Why do organ recipients need to be a match but have to take anti rejection meds for the rest of their lives?


Why do organ recipients need to be a match but have to take anti rejection meds for the rest of their lives?

In: 911

Blood type match but not dna match. The body will always recognise that it is a foreign imposter. The organ is basically on life support from your body and, in turn, gives your body life support but never truly integrates with you entirely.

Your dna is a complete genetic set of instructions for your cellular makeup, and everyone’s is different. The transplanted part will always have its own set of genetic instructions and will never match your own. Your body has to be tricked into not attacking what is essentially not part of you. Forever…

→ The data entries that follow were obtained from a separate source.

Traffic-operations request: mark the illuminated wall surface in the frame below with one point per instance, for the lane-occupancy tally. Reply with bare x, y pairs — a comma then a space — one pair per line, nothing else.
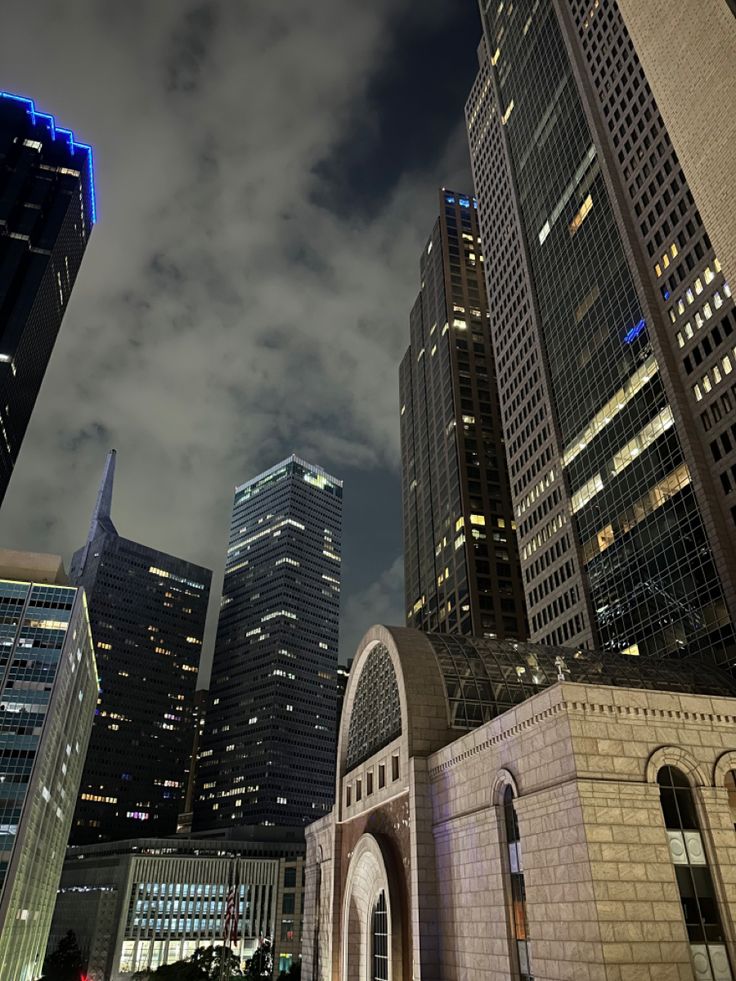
47, 210
267, 752
140, 904
461, 561
147, 611
48, 687
630, 544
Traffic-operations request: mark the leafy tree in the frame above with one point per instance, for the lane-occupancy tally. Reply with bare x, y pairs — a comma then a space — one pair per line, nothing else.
65, 963
261, 963
205, 964
293, 974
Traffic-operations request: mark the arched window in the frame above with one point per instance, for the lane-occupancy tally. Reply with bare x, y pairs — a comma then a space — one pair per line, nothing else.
730, 783
517, 888
379, 944
694, 879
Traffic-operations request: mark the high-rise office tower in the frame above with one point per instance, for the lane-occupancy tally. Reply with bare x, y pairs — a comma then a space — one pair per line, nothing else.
693, 81
461, 562
48, 689
147, 611
614, 334
47, 210
267, 751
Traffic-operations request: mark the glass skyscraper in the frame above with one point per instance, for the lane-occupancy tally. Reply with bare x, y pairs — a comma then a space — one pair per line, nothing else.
267, 754
48, 689
147, 611
47, 210
614, 334
461, 561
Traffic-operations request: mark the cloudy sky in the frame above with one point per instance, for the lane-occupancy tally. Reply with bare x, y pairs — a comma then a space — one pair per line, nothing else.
266, 176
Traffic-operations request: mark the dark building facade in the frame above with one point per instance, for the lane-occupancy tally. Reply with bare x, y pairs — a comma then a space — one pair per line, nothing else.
48, 689
267, 752
614, 334
461, 562
147, 612
47, 210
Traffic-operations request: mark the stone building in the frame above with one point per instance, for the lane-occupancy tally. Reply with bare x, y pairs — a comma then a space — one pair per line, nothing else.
512, 811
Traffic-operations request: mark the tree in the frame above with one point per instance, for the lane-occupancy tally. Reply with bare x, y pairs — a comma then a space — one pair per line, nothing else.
261, 963
205, 964
65, 963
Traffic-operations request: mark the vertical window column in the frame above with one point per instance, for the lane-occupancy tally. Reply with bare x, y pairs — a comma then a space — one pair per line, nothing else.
519, 927
694, 879
379, 945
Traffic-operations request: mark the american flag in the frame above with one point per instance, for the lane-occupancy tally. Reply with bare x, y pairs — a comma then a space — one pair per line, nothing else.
230, 926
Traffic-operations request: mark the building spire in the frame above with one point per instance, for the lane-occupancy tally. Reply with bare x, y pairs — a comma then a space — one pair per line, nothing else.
101, 514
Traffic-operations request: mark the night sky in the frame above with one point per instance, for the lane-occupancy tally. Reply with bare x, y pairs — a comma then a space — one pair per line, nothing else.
266, 176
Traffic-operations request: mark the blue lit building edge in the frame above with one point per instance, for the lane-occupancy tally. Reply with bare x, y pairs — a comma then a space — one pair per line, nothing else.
45, 119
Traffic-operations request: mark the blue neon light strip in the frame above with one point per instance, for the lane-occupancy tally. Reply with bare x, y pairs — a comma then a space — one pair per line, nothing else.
66, 134
633, 333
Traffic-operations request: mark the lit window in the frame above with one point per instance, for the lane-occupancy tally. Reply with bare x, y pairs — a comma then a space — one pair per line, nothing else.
693, 875
581, 215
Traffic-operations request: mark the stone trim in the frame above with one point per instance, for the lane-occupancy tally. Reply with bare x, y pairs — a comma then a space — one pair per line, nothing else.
629, 712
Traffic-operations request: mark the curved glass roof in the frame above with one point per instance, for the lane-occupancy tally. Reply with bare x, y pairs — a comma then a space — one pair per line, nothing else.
484, 677
376, 717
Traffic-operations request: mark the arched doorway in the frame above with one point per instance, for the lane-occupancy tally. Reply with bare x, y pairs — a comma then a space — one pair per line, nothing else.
371, 921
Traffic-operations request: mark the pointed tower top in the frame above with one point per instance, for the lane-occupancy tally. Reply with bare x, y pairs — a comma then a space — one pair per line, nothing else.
101, 520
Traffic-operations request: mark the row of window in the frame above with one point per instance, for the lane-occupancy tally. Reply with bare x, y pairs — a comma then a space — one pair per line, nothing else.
369, 781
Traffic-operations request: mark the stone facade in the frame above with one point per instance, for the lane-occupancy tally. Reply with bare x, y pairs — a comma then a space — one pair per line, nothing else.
602, 897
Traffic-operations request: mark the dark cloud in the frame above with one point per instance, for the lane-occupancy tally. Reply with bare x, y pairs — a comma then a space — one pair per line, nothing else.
228, 311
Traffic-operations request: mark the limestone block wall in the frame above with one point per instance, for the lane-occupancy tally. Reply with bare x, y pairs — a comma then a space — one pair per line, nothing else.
602, 898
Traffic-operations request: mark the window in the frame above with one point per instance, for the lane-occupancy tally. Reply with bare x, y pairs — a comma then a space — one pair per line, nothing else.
379, 953
517, 889
694, 880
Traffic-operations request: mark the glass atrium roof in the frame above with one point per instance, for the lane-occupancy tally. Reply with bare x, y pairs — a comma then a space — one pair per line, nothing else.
483, 678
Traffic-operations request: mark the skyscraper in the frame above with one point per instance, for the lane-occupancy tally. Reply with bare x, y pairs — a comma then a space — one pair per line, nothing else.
267, 751
147, 611
47, 210
461, 560
614, 333
48, 688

Two big reasons. First off size a heart of a 12 year old won’t pump enough blood in a 30 year old. Next is rejection rates. Anti rejection meds only slow the process a matching organ also helps. Any organ transplant will eventually get rejected every step is taken to make it last. Needing an organ transplant is generally considered terminal even if you get the organ

“A match” is a matter of degree, and “rejection” is a matter of degree. No organ transplant will ever really be a perfect match, your body will always recognize foreign DNA. But some are a closer match than others. If it’s not a close match at all it will be instantly rejected, if it’s a close match, it’ll take many years before it’s fully rejected. The anti-rejection meds slow down the process of rejection, but they can’t cancel the basic biology of it all. The drugs won’t work at all on a bad match, and even with a good match, they won’t work forever. It’s considered lucky if you get 20 years out of a kidney transplant before it finally fails and you need another transplant. They usually fail within 10 years.

When someone gets an organ transplant, like a new kidney, their body will eventually see it as an invader and attack it. To avoid this, doctors look for a “match” which means finding an organ that is similar enough to the patient’s own organs, so the body is less likely to attack it. This is like finding a piece from some else’s puzzle that fits well, but not perfectly, in your puzzle—and your immune system can see the difference. Even when doctors find a good match, there’s still a chance the body might try to aggressively reject the new organ. So, patients have to take drugs like immunosuppressants and steroids for their whole lives, or until the immune system finally “catches on.” These drugs calm down the body’s defenses so it doesn’t fight the new organ so hard.

I’d like to piggyback on this question:

If eventually the donated organ is rejected that means they need to go onto the registry multiple times.

Which means those that it took a long time the first time and almost died b/c of that wait they have a very decent chance of not getting a new one (unless random “luck”) which is then now an even greater death sentence.

So, while we can be thankful they got off the registry finally, we also know that once they get the transport and regain strength or whatever they better make the most of it b/c they are already on borrowed time.